This chapter is updated by JustRead.pl

First things first, I checked for more wards. It wouldn’t do to get caught in here after all. It only took a few moments, and I was sure that opening the door wouldn’t trigger any sort of alarms. The most common place to put such a trigger was a sort of trip line behind the door that would be broken by the very motion of the door itself moving. It was a weak but efficient style of warding, not good for preventing anyone from gaining entry, but excellent for letting someone else know.

This door didn’t have anything like that on it.

My hand hovered an inch over the door handle, but I didn’t grab hold of it. There were no magical wards, but what about mechanical traps? It would have to be something easily disarmed so that the Collectors could go in and out, if it existed at all. Or it would have to be something magical, keyed specifically to them as individuals or to a token they’d carry with them. If it was magical though, I’d be able to sense it.

I focused all my attention on that handle as I examined it. Traps were by their very nature designed to be hidden, even more so than normal wards. There could be one on the door, just waiting for someone to touch it in order to activate. I could practically feel the mana hidden in the spell, tingling just below my fingers.

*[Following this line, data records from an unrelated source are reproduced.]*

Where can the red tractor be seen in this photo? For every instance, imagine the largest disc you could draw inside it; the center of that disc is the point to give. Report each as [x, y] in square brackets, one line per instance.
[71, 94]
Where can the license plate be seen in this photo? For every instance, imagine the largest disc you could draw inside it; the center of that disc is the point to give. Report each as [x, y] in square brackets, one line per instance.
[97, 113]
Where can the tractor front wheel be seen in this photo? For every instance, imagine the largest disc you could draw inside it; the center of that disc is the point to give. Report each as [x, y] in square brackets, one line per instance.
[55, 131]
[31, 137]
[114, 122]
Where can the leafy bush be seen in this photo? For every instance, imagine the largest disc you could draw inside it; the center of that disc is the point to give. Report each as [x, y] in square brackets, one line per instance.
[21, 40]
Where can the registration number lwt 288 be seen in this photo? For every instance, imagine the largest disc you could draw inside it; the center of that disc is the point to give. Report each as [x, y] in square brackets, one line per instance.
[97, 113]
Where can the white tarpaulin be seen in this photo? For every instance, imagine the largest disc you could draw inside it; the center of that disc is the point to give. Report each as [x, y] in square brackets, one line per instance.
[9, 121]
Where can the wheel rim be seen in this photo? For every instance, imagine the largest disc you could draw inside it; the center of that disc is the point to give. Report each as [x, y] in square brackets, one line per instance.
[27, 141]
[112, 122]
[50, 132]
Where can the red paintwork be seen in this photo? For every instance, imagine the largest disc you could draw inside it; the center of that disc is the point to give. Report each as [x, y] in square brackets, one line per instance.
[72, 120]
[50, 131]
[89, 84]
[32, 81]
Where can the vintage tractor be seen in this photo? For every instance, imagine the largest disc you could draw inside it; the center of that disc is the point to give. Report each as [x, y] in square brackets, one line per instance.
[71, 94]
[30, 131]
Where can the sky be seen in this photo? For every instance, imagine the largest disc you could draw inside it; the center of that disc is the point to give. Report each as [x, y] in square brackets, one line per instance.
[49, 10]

Was there something there, or was my imagination getting the better of me? I was right outside the door of a storage room holding the most valuable thing in the village, and so far the only defense had been a simple lock on a wooden door that wouldn’t have kept out a determined thief willing to put a bit of muscle into breaking in. That couldn’t possibly be the only defense Noctra had for his draw stones.

Some wards were designed to go off without the person who’d tripped them realizing it, but I was confident that even if I’d stumbled over such a ward, I would have felt the magic activate. It was far easier to feel active mana than it was to detect dormant wards. So if there were going to be any defenses, then by process of elimination, this was the last reasonable spot to place them.

I hadn’t seen anything in my initial sweep, but I was still hesitant to touch the door. My fingers brushed the door handle, ever so gently, and then I felt it. Hidden away, waiting for someone to wrap their hands around the handle and turn it, was the trap. Turning the handle was the trigger, so as long as I didn’t do that, I was safe.

Now that I had a physical connection, I could see it clearly. It was surprisingly advanced compared to everything else I’d seen from Noctra. It seemed like most of his magic fell into the novice or basic categories, but this trap was at least of intermediate difficulty. It was subtle, too, not at all like I was starting to suspect his repertoire consisted of.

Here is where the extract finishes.